In 1948, George Orwell published his classic dystopian novel 1984 [4], flipping the numbers in the publication year to speed us into a future that is now, of course, 18 years in our past. In that book, he imagined a three-superpower world of regularly shifting alliances in which war was a constant but its specific nature eternally forgotten. As he wrote, “To trace out the history of the whole period, to say who was fighting whom at any given moment, would have been utterly impossible, since no written record, and no spoken word, ever made mention of any other alignment than the existing one.”
Of course, predicting the future is a perilous thing. Instead of three squabbling superpowers ruling the globe, we have one (in visible decline [5]), and yet there are some eerie real-world parallels to Orwell’s fiction. By 1984, for instance, the U.S. and the Saudis were funneling [6] huge sums of money and vast quantities of weaponry through Pakistan’s intelligence outfit, the Inter-Services Intelligence directorat, to support the most fundamentalist and extreme of the Afghan mujahedeen who were then fighting that other superpower, the Soviet Union, in their country. These included Gulbuddin Hekmatyar (about as extreme as they came) and, as Anand Gopal has pointed out [7] at TomDispatch, Jalaluddin Haqqani who received “millions of dollars, anti-aircraft missiles, and even tanks.” He was, at the time, so beloved by Washington officials [8] “that former congressman Charlie Wilson once called him ‘goodness personified.’" Hekmatyar and Haqqani were among those President Ronald Reagan -- shades of Orwell’s “Ministry of Truth” -- dubbed “freedom fighters [9].”

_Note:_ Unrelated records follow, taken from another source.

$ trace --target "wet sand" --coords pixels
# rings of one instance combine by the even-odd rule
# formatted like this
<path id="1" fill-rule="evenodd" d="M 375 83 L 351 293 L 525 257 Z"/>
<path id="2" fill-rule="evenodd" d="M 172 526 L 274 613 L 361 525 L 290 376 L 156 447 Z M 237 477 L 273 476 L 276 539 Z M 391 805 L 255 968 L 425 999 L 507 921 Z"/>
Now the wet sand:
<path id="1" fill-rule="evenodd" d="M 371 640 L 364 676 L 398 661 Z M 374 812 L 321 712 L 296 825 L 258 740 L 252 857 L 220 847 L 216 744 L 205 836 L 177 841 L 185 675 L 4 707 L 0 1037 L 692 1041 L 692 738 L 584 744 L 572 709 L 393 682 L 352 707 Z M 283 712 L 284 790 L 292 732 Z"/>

Jump forward nearly two decades, and the Haqqani network is perhaps Washington’s greatest bugaboo [10]in the present Afghan War, a group regularly denounced [11] by the Obama administration for its attacks on U.S. troops; while Hekmatyar and his group Hizb-i-Islami, like the Haqqani’s, are allied with the Taliban. And let’s not forget one more “freedom fighter,” a rich young Saudi named Osama bin Laden, who, in 1984, founded the "Services Office" in Peshawar, Pakistan, to recruit, support, and fund those “freedom fighters,” and in 1988, formed a group called al-Qaeda [12] (“The Base”) to further his vision.
The Soviets, of course, left Afghanistan in 1989 in defeat. For Washington, the freedom fighters, soon to be at each others’ throats in a horrific civil war that left yet more dead Afghans in its wake, became the forgettables. And in a sense, they are still forgotten.
These days, how often does anyone remember that a number of our present foes, the evil terrorists who must be destroyed, were our former pals and heroes. (Or that some of the warlords [13] in or allied with the present Afghan government of Hamid Karzai were both mujahedeen and monsters [14] of that civil war era.) Week in, week out, you can read the latest reports from the Afghan War filled with what should be a remarkably familiar cast of characters, and never find a single word about this past. All of this has gone down the memory hole no less easily than did the history of Eastasia, Oceania, and Eurasia in Winston Smith’s Airstrip One [15] (formerly known as Great Britain).
If this is commonplace history, isn’t it Orwellian, 11 years into our second Afghan War in three decades, how seldom it’s ever mentioned? And toss this into the hopper: there’s an even stranger part of the story that Orwell didn’t imagine, and it concerns neighboring Pakistan, a country that seems eternally to be both ally and enemy (frenemy?), so much so that it’s almost impossible to sort out Washington’s two Pakistans, though Dilip Hiro [16], does a remarkable job in “The Alliance From Hell [17].” Meanwhile, we await a new Orwell to sort our this mess in a novel undoubtedly to be entitled 2021.